Proving a sequence is a martingale

Question

Let $\{Y_n\}$ be an independent and identically distributed sequence of random variables, with: \begin{equation*} P(Y_n = a) = \frac{1}{2} = P(Y = -a) \end{equation*} for some $a > 0$, and let $S_n$ be the stochastic process: \begin{equation*} S_n = S_{n-1}(1+Y_n^3), n \geq 1, S_0 = 1. \end{equation*} I am trying to show this process is a martingale, and have shown that $E[S_n|\mathcal{F}_m] = S_m$ for all $n > m$, but am struggling to prove that $E[|S_n|] < \infty$ for all $n$.

So far I have that $|S_n| \leq \prod_{i = 1}^n (|1| + |Y_i^3|) = (1 + a^3)^n$, but I'm not sure if I can then conclude anything about $E[|S_n|]$.

From my bound on $|S_n|$ can I conclude that $E[|S_n|]$ is also bounded, even though my bound tends to $\infty$ with $n$?

Answer 1

Yes, you have shown what you need for it to be a martingale --- assuming you are taking the martingale to be with respect to some appropriate increasing sequence of $\sigma$-fields.

You just need that $S_n$ is integrable for each fixed $n$.

So your bound is enough -- assuming it is correct.
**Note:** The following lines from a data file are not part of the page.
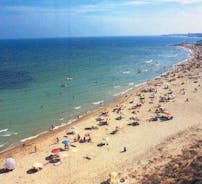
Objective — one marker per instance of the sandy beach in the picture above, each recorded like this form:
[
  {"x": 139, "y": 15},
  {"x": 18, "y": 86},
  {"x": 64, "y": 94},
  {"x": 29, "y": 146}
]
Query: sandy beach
[{"x": 141, "y": 136}]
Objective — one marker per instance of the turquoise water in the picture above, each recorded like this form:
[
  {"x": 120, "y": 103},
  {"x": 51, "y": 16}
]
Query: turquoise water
[{"x": 46, "y": 82}]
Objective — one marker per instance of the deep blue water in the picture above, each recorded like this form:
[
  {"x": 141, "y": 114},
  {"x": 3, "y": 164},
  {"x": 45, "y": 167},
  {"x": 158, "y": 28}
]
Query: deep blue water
[{"x": 50, "y": 81}]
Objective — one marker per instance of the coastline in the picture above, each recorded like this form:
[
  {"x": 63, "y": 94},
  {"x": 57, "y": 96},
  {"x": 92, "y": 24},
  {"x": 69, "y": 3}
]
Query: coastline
[
  {"x": 138, "y": 139},
  {"x": 82, "y": 116}
]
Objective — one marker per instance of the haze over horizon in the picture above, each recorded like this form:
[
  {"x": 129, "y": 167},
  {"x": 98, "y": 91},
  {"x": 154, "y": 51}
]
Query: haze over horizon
[{"x": 76, "y": 18}]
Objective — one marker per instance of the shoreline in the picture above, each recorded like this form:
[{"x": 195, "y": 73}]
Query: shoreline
[
  {"x": 182, "y": 84},
  {"x": 82, "y": 116}
]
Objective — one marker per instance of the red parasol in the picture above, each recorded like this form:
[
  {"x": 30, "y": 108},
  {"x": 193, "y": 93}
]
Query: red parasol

I didn't check it myself.

The adaptedness condition for martingales would be automatic if the filtration you are working with is $\sigma(Y_1 \ldots Y_n)$ or some other filtration to which the sequence $\{Y_n\}$ is adapted.

Answer 2

Let's do it with mathematical induction.

$$E[\mid S_1 \mid]=1+E[\mid Y_1^3\mid]=1+a^3.$$

Assume now that

$$E[\mid S_{n-1}\mid]<\infty.$$

By the definition of the sequence, we have

$$E[\mid S_n\mid]=E[\mid S_{n-1}(1+Y_{n}^3)\mid]\le E[\mid S_{n-1}\mid]E[\mid 1+Y_{n}^3\mid]<\infty.$$

(Because of the independence of $Y_n$ and $S_{n-1}$). This proves the claim.